Percent-based scrolling. Previously, Chromium browsers use fixed scroll delta values (100px per mouse wheel tick, or 40px per scrollbar button click or keyboard arrow press). But Microsoft changed this behavior to match legacy Edge, which used scroller height to compute scroll deltas. “Percent based scrolling is a great functional addition making it much easier to navigate smaller scrollers,” Microsoft says.

Overscroll bounce effects on the root scroller. Overscroll bounce is a signal to the user that they’ve reached the end of a page while scrolling, Microsoft explains. (Some call this “rubber banding”.) In its user studies, Microsoft saw that over 70 percent of users preferred the overscroll bounce effect, so it’s now enabled for both touch touchpad input in Edge when scrolling in any direction.

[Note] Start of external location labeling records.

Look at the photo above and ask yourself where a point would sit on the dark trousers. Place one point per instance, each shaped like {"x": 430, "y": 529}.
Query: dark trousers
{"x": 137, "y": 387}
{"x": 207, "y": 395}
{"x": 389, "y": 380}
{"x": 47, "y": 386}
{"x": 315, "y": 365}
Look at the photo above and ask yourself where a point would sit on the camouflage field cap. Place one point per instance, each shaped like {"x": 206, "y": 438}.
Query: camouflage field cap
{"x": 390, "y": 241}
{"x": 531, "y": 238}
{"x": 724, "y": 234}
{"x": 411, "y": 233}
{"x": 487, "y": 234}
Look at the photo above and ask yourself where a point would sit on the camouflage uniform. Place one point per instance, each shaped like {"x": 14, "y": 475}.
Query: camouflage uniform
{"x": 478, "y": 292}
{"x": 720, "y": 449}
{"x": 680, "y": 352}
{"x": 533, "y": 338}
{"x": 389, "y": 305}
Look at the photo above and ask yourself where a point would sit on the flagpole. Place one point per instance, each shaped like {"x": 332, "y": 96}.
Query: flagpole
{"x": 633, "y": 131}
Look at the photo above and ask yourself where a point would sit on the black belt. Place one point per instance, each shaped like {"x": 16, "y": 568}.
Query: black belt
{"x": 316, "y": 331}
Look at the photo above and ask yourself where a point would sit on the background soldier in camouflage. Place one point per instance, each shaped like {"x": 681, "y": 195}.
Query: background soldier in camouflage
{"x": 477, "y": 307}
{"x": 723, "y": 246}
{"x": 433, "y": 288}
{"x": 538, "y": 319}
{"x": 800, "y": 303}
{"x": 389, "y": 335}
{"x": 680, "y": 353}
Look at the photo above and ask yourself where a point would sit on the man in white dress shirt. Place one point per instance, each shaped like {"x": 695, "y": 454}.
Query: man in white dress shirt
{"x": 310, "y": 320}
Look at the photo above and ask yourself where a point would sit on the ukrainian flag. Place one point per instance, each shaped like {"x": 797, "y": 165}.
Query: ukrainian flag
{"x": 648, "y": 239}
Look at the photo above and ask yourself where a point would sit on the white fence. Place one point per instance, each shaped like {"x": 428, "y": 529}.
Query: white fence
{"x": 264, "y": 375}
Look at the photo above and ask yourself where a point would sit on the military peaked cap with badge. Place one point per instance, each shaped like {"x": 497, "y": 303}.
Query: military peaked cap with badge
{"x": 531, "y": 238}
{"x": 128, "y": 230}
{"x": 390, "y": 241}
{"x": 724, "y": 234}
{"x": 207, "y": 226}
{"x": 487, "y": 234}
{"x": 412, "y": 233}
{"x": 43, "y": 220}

Additionally, Microsoft also changed some of the behaviors between legacy Edge and the new Edge because some behaviors were not well-liked. A feature called scroll chaining—an effect that scrolls the parent scroller once the sub-scroller has reached its bounds—was perceived as a bug by many users, so it’s been removed; Edge now uses a Chromium feature called scroll latching, where all scrolling manipulation is directed to the same scroller until a certain amount of time passes with no scroll, instead. The firm also removed quick flick, which produced large scroll deltas when a user made a short but fast flick gesture on the screen.

“We’re looking to make the new Microsoft Edge not just a carbon-copy of [legacy Edge], but an improvement that combines the best of Chromium with the best of [legacy Edge],” the team explains. “To that end, we’re evaluating other personality improvements and are investigating how to enable those in the coming updates.”